伊泽尔本来就对这些话似懂非懂,当下直接朝索菲亚告黑状。
“索菲,他是个坏人。”
索菲亚没想到伊泽尔黑脸憋了半天,就憋出个这,心里乐开了花。
她故意逗他:“朱利安怎么是坏人,你不是还搭过他的车吗?真是个坏男孩!”
是呀,不,不对。
伊泽尔甚至不知道怎么将内心的占有欲表达出来,他握紧了公主的手,凶巴巴地将一颗足足三百克拉的钻石戒指戴在索菲亚无名指上。
“哇哦~~伊泽尔,你是在嫉妒朱利安送我戒指吗?”
巨龙眼睫颤了颤,气愤不已:“才不是,只是觉得他的戒指比米粒还小,一点都配不上你。”

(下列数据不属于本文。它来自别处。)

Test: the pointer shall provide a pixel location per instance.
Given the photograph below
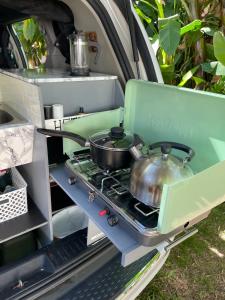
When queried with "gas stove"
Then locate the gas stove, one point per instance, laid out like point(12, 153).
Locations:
point(112, 189)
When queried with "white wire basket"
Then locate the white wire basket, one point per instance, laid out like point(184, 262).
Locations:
point(14, 204)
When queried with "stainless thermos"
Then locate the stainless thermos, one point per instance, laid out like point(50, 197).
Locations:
point(79, 61)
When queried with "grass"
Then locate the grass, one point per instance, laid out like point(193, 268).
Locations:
point(195, 270)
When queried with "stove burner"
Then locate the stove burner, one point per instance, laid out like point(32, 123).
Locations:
point(114, 187)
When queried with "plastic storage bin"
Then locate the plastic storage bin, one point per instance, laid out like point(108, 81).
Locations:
point(14, 204)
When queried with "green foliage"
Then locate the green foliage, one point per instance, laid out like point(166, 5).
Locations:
point(33, 42)
point(219, 46)
point(169, 36)
point(187, 40)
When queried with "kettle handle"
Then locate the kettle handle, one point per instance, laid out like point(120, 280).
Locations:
point(166, 148)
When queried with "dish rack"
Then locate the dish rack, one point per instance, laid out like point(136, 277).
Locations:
point(14, 203)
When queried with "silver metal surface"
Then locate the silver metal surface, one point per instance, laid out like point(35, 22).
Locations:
point(149, 175)
point(137, 207)
point(79, 53)
point(8, 117)
point(148, 232)
point(181, 239)
point(52, 75)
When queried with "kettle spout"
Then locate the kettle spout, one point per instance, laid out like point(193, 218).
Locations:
point(135, 149)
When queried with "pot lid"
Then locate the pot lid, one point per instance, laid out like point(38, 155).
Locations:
point(113, 139)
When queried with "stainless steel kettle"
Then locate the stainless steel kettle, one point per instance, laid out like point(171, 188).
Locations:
point(150, 174)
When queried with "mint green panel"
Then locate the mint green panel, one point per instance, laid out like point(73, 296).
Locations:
point(187, 200)
point(90, 124)
point(159, 112)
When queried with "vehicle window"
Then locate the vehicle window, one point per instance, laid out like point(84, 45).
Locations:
point(33, 42)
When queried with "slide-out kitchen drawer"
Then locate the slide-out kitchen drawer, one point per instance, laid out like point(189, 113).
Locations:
point(129, 247)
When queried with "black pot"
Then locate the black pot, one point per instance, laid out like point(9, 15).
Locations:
point(110, 150)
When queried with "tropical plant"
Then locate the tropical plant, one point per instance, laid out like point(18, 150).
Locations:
point(187, 36)
point(33, 42)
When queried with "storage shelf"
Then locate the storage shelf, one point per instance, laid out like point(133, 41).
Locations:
point(33, 219)
point(131, 250)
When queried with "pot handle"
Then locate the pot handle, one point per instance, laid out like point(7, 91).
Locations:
point(166, 148)
point(65, 134)
point(135, 149)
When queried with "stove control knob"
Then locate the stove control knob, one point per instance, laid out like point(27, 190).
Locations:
point(112, 220)
point(104, 212)
point(72, 180)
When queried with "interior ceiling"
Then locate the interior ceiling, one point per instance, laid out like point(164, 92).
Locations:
point(12, 11)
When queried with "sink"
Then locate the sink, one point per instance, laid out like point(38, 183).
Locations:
point(5, 117)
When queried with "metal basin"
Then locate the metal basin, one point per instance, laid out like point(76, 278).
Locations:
point(5, 117)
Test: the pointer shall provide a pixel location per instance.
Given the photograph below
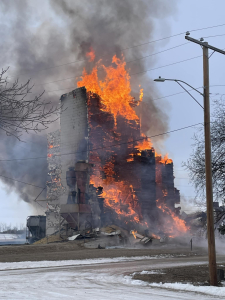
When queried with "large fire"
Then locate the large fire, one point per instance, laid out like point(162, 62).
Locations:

好吧,他是嫉妒朱利安能够在她的少女时代占据一席之地,可越是嫉妒,他就越不想让索菲亚知道呀!
一簇簇焰火轰然绽放,各色绚烂的光芒映照在两人脸上,忽明忽暗的焰火之下,伊泽尔嗔怒的侧脸变得更加清晰。
索菲亚笑容更盛:真好玩,原来纯良的小白龙也会生气呀!
……
朱利安没有随众人前去观赏烟花,他已不在乎仪态是否端庄,随意倚在软沙发上,像一片轻飘飘的羽毛。
骰子已经掷下。
当父亲决意送自己去教廷出家时,命运就此转向,朱利安和心仪的女孩索菲亚之间,再无回头的余地。
与父亲想要的权力相比,他的自由意志算什么?
西奥多朝侍者要了一杯白葡萄酒,躲开人群悠闲自在地欣赏壁画。
“我真佩服你,失去了王夫之位,还能这么平静闲适。”
原来角落里有人啊。西奥多吓了一跳,旋即笑起来。
“主教大人,您怎么也在这儿?”
他坐在朱利安身边,热情地喋喋不休:“伊泽尔殿下真有趣,他积累了无数关于星体运行的知识经验,好像已经看了几百年的夜空。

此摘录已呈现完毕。